Trump himself did not condemn the attack when asked about it during the Republican debate Thursday night. The most he could bring himself to say was he did not “condone” violence at his rallies, though he publicly said of a protester at one rally, to wild cheers, that “I’d like to punch him in the face, I tell ya.”
Perhaps the most prominent McGraw backer was Andy Dean, a Trump supporter who sometimes appears on CNN.
“Well first off, that’s guy’s 78 and throwing a punch like that?” Dean said, as Slate noted. “At his age, I must say that this is very, very interesting.” He added: “Why is it that at Trump rallies liberals come and create chaos? … At that age, that looks like good exercise. … At 78, it’s somewhat impressive.”
On Facebook, the group “Prayers for John McGraw” appeared. Reached through Facebook, a person who claimed to be one of the group’s administrators wrote: “He punched an officious intermeddler.” The person added: “It’s not like this was a BLM protest. Just a little poke on the beak. Cheapest lesson in manners this kid can get.” (The person refused to speak with The Washington Post by phone, then claimed: “I’m actually a Bernie Sanders supporter and I hate Trump’s fan base and made this page to make them look bad.”)
Responses on Twitter included: “A sucker punch does not constitute a beating. ‘Try’ to be accurate once in a while, mmkay?” And: “An old man punked a younger guy. Their race is insignificant to the story. Unless you’re the Post of course.” And: “They went looking for trouble! … Looks like a setup, the news media acts like they were innocent bystanders.” And: “Yeah, a 78 year old man who felt threatened threw a punch. Why is race always as issue with you?”
McGraw himself was not shy about defending his alleged actions.
“You bet I liked it,” he told “Inside Edition” when asked about the rally. “Clocking the hell out of that big mouth.” Of the victim, he said: “We don’t know if he’s ISIS. We don’t know who he is, but we know he’s not acting like an American and cussing me … and sticking his face in my head. If he wants it laid out, I laid it out.” He added: “He deserved it. The next time we see him, we might have to kill him. We don’t know who he is. He might be with a terrorist organization.”
Asked about the punch by CNN’s Jake Tapper at Thursday night’s Republican debate in Miami, Trump condemned the violence. Mostly. Here was the exchange:
TAPPER: Earlier today, a man was arrested and charged with assault after sucker-punching a protester in the face at your rally in Fayetteville, North Carolina. This is hardly the first incident of violence breaking out at one of your rallies.
Today, Hillary Clinton, your potential general election opponent, clearly indicated she sees this as an issue for the campaign. She said, quote, “this kind of behavior is repugnant. We set the tone for our campaigns, we should encourage respect, not violence.” Do you believe that you’ve done anything to create a tone where this kind of violence would be encouraged?
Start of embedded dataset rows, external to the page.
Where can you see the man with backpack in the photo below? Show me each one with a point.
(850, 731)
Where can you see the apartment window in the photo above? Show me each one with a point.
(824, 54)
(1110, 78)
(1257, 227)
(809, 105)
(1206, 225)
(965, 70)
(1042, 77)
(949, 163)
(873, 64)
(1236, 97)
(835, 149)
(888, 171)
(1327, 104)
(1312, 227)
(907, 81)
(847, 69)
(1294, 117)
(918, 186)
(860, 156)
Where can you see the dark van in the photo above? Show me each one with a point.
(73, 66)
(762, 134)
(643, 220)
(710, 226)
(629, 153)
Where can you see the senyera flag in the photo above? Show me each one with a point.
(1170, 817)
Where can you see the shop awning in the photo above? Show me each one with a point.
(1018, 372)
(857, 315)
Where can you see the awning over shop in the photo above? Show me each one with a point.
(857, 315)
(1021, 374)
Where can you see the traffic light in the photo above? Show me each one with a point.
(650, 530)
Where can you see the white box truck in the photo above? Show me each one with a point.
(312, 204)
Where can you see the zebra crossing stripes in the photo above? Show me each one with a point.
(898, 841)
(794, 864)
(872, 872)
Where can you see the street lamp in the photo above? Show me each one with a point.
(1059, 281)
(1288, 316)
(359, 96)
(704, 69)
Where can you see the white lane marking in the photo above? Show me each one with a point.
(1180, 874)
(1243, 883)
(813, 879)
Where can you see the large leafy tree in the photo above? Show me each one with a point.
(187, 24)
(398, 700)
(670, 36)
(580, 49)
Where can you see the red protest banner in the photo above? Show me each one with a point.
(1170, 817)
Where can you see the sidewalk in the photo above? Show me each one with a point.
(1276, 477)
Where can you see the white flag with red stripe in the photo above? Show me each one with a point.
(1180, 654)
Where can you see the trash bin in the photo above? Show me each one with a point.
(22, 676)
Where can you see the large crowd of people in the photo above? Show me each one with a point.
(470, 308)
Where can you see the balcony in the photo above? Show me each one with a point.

TRUMP: I hope not. I truly hope not. I will say this. We have 25 [thousand], 30,000 people — you’ve seen it yourself. People come with tremendous passion and love for the country, and when they see protest — in some cases — you know, you’re mentioning one case, which I haven’t seen, I heard about it, which I don’t like. But when they see what’s going on in this country, they have anger that’s unbelievable. They have anger.
They love this country. They don’t like seeing bad trade deals, they don’t like seeing higher taxes, they don’t like seeing a loss of their jobs where our jobs have just been devastated. And I know — I mean, I see it. There is some anger. There’s also great love for the country. It’s a beautiful thing in many respects. But I certainly do not condone that at all, Jake.